Kenyan Police Arrive in Haiti for US-Backed Security Mission Amidst Escalating Gang Violence

Kenyan police officers have arrived in Haiti as part of a US-backed security intervention aiming to rescue the Caribbean country from a criminal insurrection that toppled the prime minister and brought death and chaos to the streets.

About 400 members of the Kenya-led multinational police operation stepped off a Kenyan Airways plane at Port-au-Prince’s international airport on Tuesday. The US president, Joe Biden, hailed their arrival as the start of “an effort that will bring much-needed relief to Haitians”.

“Rampant gang violence has killed or harmed thousands of children, women, and men. Over half a million people have been displaced … The people of Haiti deserve to feel safe in their homes, build better lives for their families and enjoy democratic freedoms,” Biden said in a statement.

It is not clear what the officers’ first task will be but their objective is to steer Haiti out of a security crisis that has been intensifying since the president, Jovenel Moïse, was assassinated in 2021. Kenyan news reports suggest they will be responsible for defending key infrastructure including the airport, the port, the presidential palace, and the gang-controlled highways connecting the besieged capital with the rest of Haiti.
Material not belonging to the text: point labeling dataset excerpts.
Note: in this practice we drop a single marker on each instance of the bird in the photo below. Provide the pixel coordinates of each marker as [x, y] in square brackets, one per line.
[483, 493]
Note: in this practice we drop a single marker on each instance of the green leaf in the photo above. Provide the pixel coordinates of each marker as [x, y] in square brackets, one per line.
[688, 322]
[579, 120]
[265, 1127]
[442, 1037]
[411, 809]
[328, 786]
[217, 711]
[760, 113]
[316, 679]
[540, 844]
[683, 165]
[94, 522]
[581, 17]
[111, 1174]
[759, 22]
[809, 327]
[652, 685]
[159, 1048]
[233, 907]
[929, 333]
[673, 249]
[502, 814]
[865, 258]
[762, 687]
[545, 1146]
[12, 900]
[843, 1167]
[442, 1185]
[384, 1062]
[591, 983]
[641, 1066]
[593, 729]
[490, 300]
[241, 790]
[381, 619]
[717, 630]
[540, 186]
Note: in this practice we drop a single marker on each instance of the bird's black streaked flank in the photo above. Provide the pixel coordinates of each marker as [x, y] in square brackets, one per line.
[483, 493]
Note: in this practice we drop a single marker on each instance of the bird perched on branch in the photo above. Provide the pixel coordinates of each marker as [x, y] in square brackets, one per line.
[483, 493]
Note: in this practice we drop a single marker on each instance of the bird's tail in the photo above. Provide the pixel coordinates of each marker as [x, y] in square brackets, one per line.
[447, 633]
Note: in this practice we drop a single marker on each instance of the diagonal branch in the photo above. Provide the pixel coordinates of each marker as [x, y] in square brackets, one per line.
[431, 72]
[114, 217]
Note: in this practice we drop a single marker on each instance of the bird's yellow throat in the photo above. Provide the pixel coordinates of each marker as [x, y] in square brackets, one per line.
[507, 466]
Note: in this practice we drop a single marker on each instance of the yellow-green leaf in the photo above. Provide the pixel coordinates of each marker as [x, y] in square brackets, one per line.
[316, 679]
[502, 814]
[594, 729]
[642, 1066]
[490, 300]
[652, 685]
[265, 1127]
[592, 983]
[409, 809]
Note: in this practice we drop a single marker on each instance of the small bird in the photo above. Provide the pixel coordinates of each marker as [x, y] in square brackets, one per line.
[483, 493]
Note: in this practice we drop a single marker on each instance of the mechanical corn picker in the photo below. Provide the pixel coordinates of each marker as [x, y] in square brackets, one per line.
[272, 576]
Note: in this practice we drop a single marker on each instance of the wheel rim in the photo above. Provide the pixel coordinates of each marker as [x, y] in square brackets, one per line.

Biden said the eventual 2,500-strong force would also count on personnel and financial support from Benin, Jamaica, the Bahamas, Belize, Barbados, Antigua and Barbuda, Bangladesh, Algeria, Canada, France, Germany, Trinidad and Tobago, Turkey, the UK and Spain.

In recent months, Haiti’s crisis has reached new extremes, even for a country that has suffered devastating natural disasters such as the 2010 earthquake, and centuries of foreign exploitation and dictatorial rule. The UN says more than 2,500 people have been killed or wounded this year as increasingly powerful gangs launched a coordinated uprising that paralysed the capital and forced the prime minister, Ariel Henry, to resign.

Henry’s replacement, a former Unicef official, Garry Conille, was appointed earlier in June and is tasked with leading the country towards its first elections since 2016.

The international mission will be led by Noor Gabow, a senior Kenyan officer who studied criminology at Bramshill police college in the UK and has experience in peacekeeping operations in Sierra Leone and Rwanda.